Cases like the ones mentioned above, similar to many others that have happened all over the world, epitomize an important lesson that has emerged in the past 6 or 7 years: that deeply understanding a technology and systemically questioning its established purposes can unleash unprecedented empowering forces, often embedded but deprecated.
Text by:
Mattia Inselvini
Ippolito Pestellini Laparelli
2050+ is a Milan-based interdisciplinary agency working at the intersection of technology, environment and politics.
[1] Movie Quotes youtube channel, Chinatown 1974 - You're a very nosy fellow, kitty cat.

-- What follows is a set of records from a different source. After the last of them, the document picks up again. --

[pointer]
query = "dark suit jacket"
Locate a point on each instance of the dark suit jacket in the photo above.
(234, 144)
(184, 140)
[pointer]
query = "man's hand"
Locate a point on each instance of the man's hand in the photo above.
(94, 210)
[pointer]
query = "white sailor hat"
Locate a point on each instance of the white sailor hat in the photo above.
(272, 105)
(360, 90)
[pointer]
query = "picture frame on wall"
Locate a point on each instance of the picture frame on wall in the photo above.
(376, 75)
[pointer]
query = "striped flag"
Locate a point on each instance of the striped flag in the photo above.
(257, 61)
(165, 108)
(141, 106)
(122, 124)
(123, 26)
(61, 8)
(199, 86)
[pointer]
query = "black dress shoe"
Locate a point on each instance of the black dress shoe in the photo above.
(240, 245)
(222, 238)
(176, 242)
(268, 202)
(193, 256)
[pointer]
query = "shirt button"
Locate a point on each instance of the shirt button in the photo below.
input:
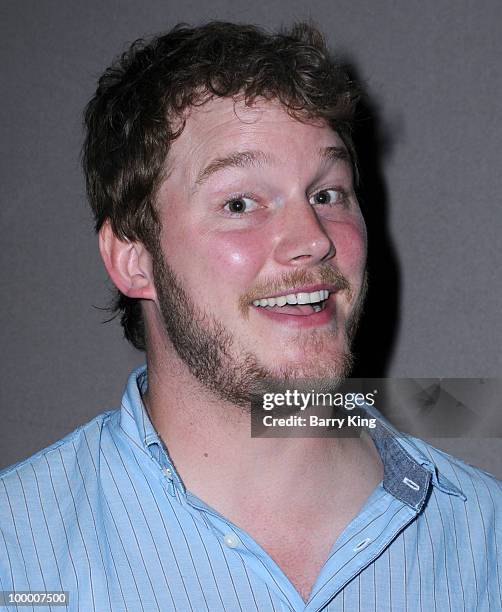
(231, 540)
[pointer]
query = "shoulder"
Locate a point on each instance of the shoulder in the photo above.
(34, 481)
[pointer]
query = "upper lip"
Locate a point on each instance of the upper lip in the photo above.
(305, 289)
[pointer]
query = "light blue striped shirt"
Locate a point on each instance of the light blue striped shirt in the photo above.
(103, 515)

[2] Kristen French, New weapons for Panama tribes in old fight to save forests, Al Jazeera America, February 25, 2016.
[3] Adrienne Keene, Gregory Hitch, Drone Warriors: The Art of Surveillance and Resistance at Standing Rock, edgeeffects.net, November 7, 2019 - updated November 21,2019.
[4] Dakota Access Pipeline protests, wikipedia.org, accessed september 3, 2020.
[5] Lecture by Erica-Irene Daes, The impact of globalization on Indigenous Intellectual Property and Cultures, Museum of Sydney, Australia, 25 May 2004.